Se i due granconsiglieri affermano ciò è perché, «il mandato sarebbe stato assegnato a un professionista facente parte della commissione coinvolta nel processo di valutazione o assegnazione. Parallelamente, un medico dentista attivo sul territorio comunale da diversi anni e già operativo nell’ambito scolastico locale non avrebbe ottenuto il mandato».

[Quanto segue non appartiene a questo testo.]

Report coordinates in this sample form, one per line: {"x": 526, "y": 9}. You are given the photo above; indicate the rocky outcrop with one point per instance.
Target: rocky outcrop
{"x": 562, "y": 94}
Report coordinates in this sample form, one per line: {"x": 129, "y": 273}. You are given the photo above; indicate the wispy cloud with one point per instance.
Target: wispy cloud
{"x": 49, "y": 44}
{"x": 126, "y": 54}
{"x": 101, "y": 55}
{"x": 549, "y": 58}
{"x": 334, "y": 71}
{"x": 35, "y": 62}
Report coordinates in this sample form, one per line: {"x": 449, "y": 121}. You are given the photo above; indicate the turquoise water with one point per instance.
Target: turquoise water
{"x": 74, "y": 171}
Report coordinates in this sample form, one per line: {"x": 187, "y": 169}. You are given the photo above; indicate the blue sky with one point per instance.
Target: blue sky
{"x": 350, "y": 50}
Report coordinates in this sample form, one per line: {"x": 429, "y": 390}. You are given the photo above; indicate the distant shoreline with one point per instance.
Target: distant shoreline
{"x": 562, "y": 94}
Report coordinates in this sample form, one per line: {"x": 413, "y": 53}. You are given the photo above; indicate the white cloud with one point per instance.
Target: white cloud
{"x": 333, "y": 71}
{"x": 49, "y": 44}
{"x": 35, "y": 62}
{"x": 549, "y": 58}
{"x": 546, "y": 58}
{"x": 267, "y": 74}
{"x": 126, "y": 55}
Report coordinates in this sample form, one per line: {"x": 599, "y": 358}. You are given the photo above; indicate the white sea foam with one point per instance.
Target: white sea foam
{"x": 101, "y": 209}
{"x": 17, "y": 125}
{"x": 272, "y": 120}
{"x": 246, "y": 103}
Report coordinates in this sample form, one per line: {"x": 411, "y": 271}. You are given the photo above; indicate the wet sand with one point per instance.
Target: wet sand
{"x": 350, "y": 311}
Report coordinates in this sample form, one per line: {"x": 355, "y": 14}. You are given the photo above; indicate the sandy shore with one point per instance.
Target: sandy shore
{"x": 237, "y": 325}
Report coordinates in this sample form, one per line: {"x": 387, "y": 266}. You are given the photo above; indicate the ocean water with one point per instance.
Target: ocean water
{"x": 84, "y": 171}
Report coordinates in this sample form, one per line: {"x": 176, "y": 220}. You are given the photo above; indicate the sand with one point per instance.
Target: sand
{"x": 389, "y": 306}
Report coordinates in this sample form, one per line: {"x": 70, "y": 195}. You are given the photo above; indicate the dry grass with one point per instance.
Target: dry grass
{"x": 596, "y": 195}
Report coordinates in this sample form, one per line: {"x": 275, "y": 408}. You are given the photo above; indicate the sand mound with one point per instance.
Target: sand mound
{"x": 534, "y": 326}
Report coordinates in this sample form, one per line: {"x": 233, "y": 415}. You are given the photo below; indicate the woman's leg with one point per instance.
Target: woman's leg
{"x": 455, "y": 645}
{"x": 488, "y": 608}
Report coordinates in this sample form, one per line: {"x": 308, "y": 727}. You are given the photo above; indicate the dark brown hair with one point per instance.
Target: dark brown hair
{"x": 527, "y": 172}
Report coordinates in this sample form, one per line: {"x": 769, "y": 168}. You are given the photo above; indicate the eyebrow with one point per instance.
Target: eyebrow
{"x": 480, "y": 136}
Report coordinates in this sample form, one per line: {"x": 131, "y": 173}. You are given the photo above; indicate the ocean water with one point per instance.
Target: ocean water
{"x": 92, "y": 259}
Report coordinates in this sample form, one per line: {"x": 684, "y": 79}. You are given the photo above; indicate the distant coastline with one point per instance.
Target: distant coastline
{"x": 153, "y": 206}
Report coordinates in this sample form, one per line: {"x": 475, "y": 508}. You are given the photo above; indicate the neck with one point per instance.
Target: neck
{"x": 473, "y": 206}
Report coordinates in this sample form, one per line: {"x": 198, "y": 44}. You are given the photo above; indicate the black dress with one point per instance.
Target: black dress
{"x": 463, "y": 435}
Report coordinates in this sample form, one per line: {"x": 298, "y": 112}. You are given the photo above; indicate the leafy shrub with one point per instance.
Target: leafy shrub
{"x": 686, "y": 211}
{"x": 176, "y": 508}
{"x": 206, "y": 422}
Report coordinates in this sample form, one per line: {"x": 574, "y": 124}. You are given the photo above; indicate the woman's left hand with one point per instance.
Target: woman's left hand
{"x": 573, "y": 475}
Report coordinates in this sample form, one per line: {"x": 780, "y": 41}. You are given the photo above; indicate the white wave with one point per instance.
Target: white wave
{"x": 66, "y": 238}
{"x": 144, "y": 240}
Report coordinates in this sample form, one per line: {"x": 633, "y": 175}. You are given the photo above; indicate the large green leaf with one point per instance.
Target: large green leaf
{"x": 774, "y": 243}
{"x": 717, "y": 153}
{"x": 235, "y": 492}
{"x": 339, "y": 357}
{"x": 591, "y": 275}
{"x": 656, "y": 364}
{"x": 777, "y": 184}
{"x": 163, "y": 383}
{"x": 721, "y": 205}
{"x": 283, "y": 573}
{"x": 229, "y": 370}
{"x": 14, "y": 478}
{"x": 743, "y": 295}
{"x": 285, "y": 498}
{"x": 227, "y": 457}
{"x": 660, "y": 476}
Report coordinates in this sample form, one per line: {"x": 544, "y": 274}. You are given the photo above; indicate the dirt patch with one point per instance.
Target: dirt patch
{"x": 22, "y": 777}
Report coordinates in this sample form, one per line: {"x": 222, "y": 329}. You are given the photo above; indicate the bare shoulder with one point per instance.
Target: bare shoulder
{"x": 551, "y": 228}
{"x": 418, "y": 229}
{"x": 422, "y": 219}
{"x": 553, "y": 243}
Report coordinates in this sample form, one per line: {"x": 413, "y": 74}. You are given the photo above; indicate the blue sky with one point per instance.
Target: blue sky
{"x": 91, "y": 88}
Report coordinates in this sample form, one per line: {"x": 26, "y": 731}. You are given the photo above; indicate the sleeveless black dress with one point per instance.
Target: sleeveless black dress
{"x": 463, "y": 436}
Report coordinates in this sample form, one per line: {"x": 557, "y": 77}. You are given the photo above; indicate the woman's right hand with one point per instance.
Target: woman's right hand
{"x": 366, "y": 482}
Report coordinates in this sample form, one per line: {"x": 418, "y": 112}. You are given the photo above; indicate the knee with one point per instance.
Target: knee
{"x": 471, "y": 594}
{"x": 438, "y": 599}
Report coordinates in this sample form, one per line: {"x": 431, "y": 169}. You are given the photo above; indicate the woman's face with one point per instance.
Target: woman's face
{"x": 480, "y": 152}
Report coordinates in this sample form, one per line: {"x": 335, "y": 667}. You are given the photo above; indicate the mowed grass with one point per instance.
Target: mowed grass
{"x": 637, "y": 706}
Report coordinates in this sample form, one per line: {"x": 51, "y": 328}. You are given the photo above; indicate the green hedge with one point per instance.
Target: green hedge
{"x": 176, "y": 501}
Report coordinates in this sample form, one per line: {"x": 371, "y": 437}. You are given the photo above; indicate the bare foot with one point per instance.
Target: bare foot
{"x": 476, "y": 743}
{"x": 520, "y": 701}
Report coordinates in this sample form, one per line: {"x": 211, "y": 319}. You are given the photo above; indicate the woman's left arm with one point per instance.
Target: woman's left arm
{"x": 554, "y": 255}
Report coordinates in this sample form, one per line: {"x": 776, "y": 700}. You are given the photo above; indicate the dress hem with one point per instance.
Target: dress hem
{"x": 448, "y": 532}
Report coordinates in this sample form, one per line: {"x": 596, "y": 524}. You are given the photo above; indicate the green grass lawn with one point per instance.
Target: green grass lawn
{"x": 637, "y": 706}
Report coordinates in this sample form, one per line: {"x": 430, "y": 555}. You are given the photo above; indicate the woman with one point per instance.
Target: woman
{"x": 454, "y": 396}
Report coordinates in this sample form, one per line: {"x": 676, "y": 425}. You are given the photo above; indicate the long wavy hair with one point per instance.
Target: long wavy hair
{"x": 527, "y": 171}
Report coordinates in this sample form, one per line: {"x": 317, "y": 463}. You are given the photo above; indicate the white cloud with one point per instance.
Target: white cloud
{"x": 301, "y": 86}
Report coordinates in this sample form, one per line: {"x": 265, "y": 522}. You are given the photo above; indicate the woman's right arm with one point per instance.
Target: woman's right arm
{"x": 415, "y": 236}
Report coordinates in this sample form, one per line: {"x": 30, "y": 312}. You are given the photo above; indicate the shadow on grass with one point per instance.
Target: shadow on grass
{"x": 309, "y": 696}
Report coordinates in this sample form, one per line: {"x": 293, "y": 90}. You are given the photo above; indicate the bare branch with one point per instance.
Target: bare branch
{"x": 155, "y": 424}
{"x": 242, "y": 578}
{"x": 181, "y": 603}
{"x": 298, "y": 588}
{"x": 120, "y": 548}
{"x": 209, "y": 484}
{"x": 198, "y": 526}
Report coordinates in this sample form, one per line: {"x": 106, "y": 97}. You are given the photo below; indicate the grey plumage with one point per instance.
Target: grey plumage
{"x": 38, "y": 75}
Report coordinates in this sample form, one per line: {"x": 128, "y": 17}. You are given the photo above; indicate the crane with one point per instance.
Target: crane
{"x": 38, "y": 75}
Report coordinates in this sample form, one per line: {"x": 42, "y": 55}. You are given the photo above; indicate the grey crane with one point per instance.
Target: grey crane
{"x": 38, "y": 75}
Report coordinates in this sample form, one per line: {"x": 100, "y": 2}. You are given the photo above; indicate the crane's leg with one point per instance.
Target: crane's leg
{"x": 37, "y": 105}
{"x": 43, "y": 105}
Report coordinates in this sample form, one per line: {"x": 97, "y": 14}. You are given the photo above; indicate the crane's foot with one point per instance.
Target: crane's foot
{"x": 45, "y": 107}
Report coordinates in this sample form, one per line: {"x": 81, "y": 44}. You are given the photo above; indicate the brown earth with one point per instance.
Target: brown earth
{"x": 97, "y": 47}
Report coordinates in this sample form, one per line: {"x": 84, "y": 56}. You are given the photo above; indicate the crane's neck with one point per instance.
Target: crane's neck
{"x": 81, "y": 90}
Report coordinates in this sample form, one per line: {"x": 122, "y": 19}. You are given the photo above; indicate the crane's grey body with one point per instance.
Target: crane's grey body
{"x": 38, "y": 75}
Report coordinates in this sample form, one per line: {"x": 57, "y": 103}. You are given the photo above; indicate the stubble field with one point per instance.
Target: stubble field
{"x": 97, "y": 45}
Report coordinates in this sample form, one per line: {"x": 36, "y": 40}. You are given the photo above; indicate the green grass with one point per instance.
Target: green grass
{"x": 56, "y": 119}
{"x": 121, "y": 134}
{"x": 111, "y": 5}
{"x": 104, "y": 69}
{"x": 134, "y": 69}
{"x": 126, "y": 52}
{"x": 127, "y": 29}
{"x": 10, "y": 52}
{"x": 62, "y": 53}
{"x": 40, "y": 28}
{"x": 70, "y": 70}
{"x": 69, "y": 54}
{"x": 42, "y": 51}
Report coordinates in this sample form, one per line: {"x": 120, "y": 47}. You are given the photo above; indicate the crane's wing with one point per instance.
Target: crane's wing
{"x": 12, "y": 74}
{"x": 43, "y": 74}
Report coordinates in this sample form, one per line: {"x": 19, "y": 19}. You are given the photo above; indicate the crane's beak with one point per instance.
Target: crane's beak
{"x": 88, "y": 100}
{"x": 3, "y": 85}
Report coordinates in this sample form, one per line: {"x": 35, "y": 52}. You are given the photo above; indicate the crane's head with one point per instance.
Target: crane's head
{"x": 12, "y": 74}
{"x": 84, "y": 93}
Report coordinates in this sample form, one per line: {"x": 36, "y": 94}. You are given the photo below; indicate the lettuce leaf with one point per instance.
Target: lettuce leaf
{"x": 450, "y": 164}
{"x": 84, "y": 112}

Al Governo si chiedono quindi delucidazioni sulle modalità di nomina e sul funzionamento della commissione che assegna i servizi dentari scolastici. E ancora: «La normativa vigente consente ai membri della commissione di concorrere e ottenere mandati nell’ambito delle procedure alle quali partecipano?». Chiarimenti sono chiesti anche dal lato logistico, in relazione agli spostamenti degli allievi: sono considerati tali criteri nell’assegnazione? La domanda conclusiva: «Si ritiene opportuno riesaminare le modalità di attribuzione dei mandati al fine di garantire maggiore trasparenza, imparzialità e valorizzazione delle realtà locali?».